Résumé :
L’apparition de résistances chez les ravageurs constitue un exemple classique d’évolution en action et représente un enjeu majeur en agronomie. Lorsqu’il s’agit de résistances à des micro-organismes
eux-mêmes capables d’évoluer, tels que les virus utilisés comme agents de biocontrôle, il est essentiel de comprendre les mécanismes adaptatifs impliqués. Cette compréhension ouvre la
possibilité de mieux gérer la « course aux armements » entre le virus et son hôte, et ainsi de proposer des réponses durables au problème agronomique posé par la résistance. Le carpocapse
des pommes (Cydia pomonella) est le principal ravageur des vergers de pommiers et de poiriers à l’échelle mondiale. Pour le contrôler, une méthode de biocontrôle largement utilisée repose sur le
virus de la granulose : Cydia pomonella Granulovirus (CpGV). Après plus de vingt ans d’utilisation à grande échelle d’un isolat unique (CpGV-M), des populations de C. pomonella résistantes de type I
ont été détectées. En réponse, deux nouveaux isolats (CpGV-R5 et CpGV-V15), capables de contourner cette résistance initiale, ont été commercialisés. Cependant, moins de dix ans plus tard,
des insectes multirésistants à ces trois isolats ont été identifiés dans des populations françaises et italiennes, posant la question de la durabilité du CpGV comme outil de biocontrôle. L’objectif de ces
travaux a été de caractériser les propriétés de cette nouvelle résistance, dite de type V, d’en identifier les bases génétiques et de proposer des solutions plus durables pour l’utilisation du CpGV
en vergers. Pour ce faire, nous avons créé et analysé les phénotypes de différentes lignées d’insectes résistants. Des croisements de génétique classique ont révélé que la résistance de type V
était déterminée par un gène majeur, de nature plutôt récessive, situé sur le chromosome sexuel Z. Nous avons ensuite mis en place une approche d’« Evolve and Resequence », consistant à subdiviser une population sauvage multirésistante en lignées soumises chacune à la sélection par un isolat viral différent pendant neuf générations. L’analyse génomique de ces lignées a permis d’identifier les marqueurs génétiques associés à chaque résistance. Des gènes candidats communs aux trois lignées sélectionnées ont été localisés sur le chromosome sexuel Z, en cohérence avec les résultats de phénotypage. Par ailleurs, certains gènes impliqués dans l’immunité, situés sur les autosomes, semblent également avoir été sélectionnés, de façon variable selon les lignées. Ces lignées de laboratoire ont ensuite servi à sélectionner des variants viraux capables de contourner la multirésistance. En exploitant directement la diversité naturelle encore peu mobilisée du CpGV, nous avons constitué une banque de variants présentant une capacité partielle à surmonter la résistance de type V, notamment grâce à des co-infections synergiques. Cette étude a permis d’approfondir la compréhension des mécanismes de résistance de C. pomonella au CpGV et de développer des marqueurs moléculaires permettant leur détection. La démarche proposée dans cette thèse pour renforcer la durabilité du CpGV en agriculture repose, d’une part, sur la détection précoce des résistances émergentes grâce au développement d’outils moléculaires, et d’autre part, sur une adaptation régulière de la composition en variants des produits utilisés. Ces variants, issus de notre banque d’isolats, s’inscrivent dans une logique d’imitation des processus évolutifs naturels. Une telle rotation des variants viraux permettrait de limiter la sélection récurrente des résistances.

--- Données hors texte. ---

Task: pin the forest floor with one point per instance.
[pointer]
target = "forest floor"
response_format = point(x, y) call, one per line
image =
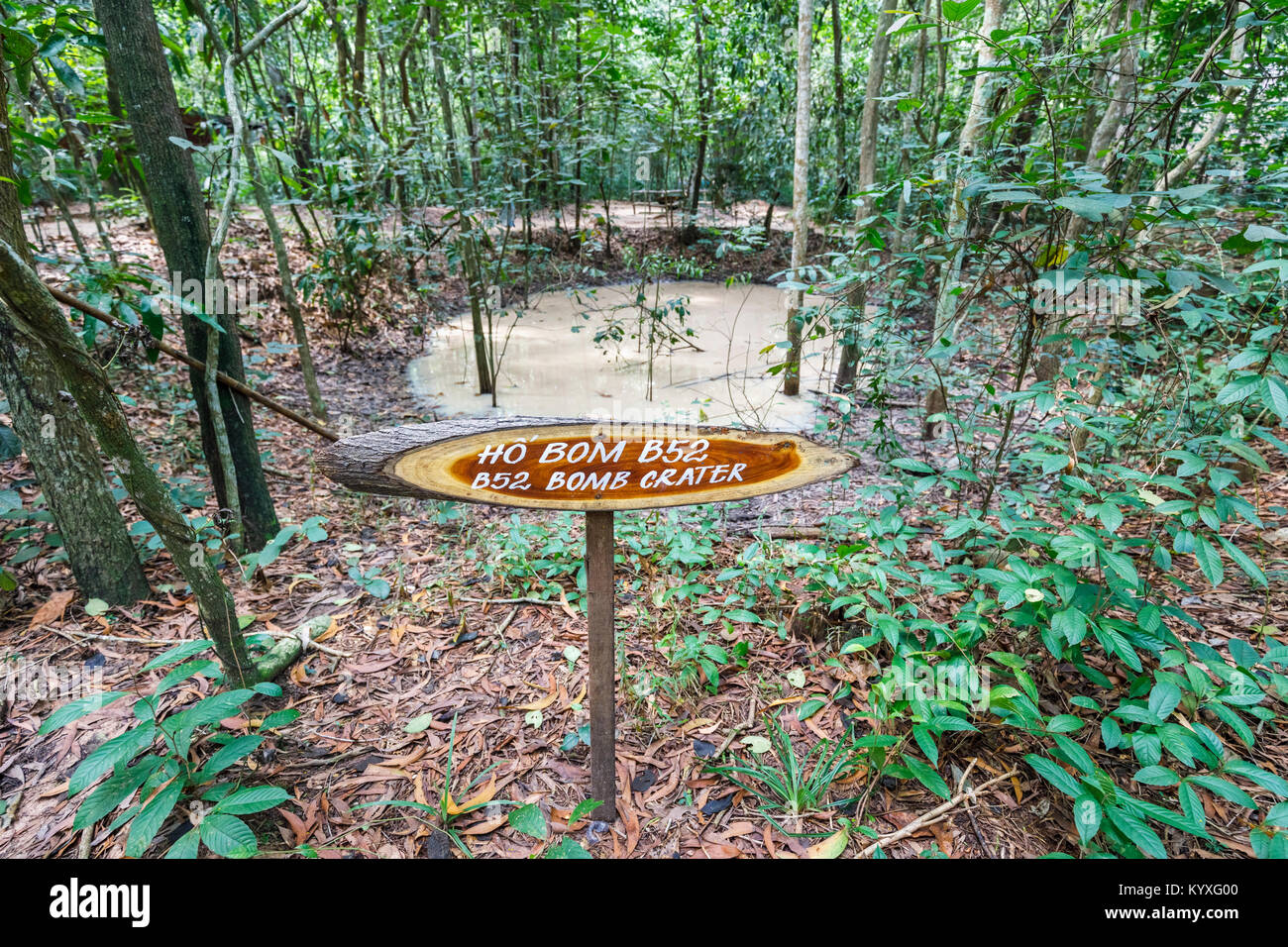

Soutenance de thèse de Léa Gingueneau
Le 21 novembre 2025, Léa Gingueneau soutiendra sa thèse intitulée Multirésistance du carpocapse des pommes (Cydia Pomonella) aux granulovirus (CpGV) : bases génétiques et moyens de contournement durable. Cette thèse est dirigée par Miguel Lopez-Ferber, enseignant-chercheur IMT Mines Alès au sein du laboratoire HSM, en partenariat avec l'école doctorale GAIA.